Stage fright
Lloyd Evans says that being a theatre critic is not all silver-topped canes and nights of bliss: 28 of the 30-odd shows in the West End are turkeys Help us! We're under attack from all sides. Last month my fellow theatre reviewer, Toby Young, mentioned in his column that a London critic had 'reported' him to the Evening Standard for leaving a play after the opening half. I too have been known to sidle home during the interval and I gather that my feats of escapology have attracted complaints from senior reviewers. This rankles somewhat, and I feel as I've been unjustly awarded a black mark by the prefects. A magazine devoted to theatre reviews has demanded that if [leave at half-time I should get half-pay. Of course, you don't need to be a genius to plumb the cause of this resentment. Deep down, they all want to bunk off as well.
My instinct is that if a playwright cannot entertain me after being given an irrecoverable hour of my life in which to do so, then he's blown it. I'm off.

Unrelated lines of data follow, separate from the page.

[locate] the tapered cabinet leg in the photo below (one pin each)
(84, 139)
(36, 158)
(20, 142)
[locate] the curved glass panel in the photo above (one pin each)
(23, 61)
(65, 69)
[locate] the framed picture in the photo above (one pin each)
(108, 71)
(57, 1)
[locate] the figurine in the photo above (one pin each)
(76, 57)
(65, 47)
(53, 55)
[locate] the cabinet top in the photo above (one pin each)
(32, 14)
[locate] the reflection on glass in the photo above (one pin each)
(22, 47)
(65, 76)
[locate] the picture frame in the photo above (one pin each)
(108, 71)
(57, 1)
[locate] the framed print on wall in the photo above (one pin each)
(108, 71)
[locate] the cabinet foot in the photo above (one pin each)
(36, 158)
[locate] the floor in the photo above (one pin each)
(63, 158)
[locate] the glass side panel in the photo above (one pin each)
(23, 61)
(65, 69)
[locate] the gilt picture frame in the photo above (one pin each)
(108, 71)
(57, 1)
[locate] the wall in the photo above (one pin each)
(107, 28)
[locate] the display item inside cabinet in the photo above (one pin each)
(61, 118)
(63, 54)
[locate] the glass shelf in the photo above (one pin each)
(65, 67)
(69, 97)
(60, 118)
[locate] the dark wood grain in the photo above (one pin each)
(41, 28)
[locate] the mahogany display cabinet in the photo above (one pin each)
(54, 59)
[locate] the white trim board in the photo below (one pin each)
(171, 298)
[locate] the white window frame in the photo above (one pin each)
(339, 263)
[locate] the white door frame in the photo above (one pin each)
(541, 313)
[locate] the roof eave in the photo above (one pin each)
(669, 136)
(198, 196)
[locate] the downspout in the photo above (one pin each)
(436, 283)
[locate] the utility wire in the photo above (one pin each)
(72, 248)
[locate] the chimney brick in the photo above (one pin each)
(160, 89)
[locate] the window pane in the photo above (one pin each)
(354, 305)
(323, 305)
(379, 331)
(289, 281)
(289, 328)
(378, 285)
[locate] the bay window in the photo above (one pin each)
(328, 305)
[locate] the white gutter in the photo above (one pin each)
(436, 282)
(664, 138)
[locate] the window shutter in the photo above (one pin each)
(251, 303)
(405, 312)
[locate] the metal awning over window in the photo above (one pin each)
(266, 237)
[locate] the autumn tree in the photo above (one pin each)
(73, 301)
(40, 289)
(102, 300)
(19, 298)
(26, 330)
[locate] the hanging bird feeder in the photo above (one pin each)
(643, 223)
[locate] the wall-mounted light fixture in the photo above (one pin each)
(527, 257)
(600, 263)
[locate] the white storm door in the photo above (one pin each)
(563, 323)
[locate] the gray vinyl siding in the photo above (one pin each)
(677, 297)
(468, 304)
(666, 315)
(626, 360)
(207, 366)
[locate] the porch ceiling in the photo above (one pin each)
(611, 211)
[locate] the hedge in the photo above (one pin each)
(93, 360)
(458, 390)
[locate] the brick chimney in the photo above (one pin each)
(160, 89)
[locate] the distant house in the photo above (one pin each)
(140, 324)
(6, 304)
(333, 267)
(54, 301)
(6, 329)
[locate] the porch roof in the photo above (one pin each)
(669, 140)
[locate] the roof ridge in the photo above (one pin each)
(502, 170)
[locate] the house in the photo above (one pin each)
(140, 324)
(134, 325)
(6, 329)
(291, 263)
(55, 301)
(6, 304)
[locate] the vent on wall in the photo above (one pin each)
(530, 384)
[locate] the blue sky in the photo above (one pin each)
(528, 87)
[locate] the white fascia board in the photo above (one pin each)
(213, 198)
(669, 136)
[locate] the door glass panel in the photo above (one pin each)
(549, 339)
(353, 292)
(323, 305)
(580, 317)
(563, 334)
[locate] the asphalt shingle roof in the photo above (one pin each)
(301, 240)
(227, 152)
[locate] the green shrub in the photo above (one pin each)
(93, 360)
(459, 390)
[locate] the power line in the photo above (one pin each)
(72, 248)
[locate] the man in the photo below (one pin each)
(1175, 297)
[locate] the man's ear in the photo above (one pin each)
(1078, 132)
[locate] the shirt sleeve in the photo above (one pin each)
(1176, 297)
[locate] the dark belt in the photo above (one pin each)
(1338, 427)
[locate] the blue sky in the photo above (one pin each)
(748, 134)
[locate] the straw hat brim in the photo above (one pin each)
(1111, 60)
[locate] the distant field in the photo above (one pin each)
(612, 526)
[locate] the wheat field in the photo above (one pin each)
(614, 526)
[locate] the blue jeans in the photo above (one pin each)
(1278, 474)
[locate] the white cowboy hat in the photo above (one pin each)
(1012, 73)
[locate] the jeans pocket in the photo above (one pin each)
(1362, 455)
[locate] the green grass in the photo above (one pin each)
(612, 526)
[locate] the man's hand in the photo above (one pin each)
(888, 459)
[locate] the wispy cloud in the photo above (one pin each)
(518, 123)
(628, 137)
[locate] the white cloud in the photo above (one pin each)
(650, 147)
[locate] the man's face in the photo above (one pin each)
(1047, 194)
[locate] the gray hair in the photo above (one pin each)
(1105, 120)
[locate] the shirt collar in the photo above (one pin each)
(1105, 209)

A night at the theatre isn't like a football match — or it shouldn't be, anyway — with long periods of chaotic tedium interspersed with flashes of majestic brilliance. You don't have to hang on till the dying seconds in the hope that a lastgasp epigram will change the whole course of the evening. Fundamentally this is a reporting job, and once I've gathered enough facts to write an entertaining piece I race home and get started.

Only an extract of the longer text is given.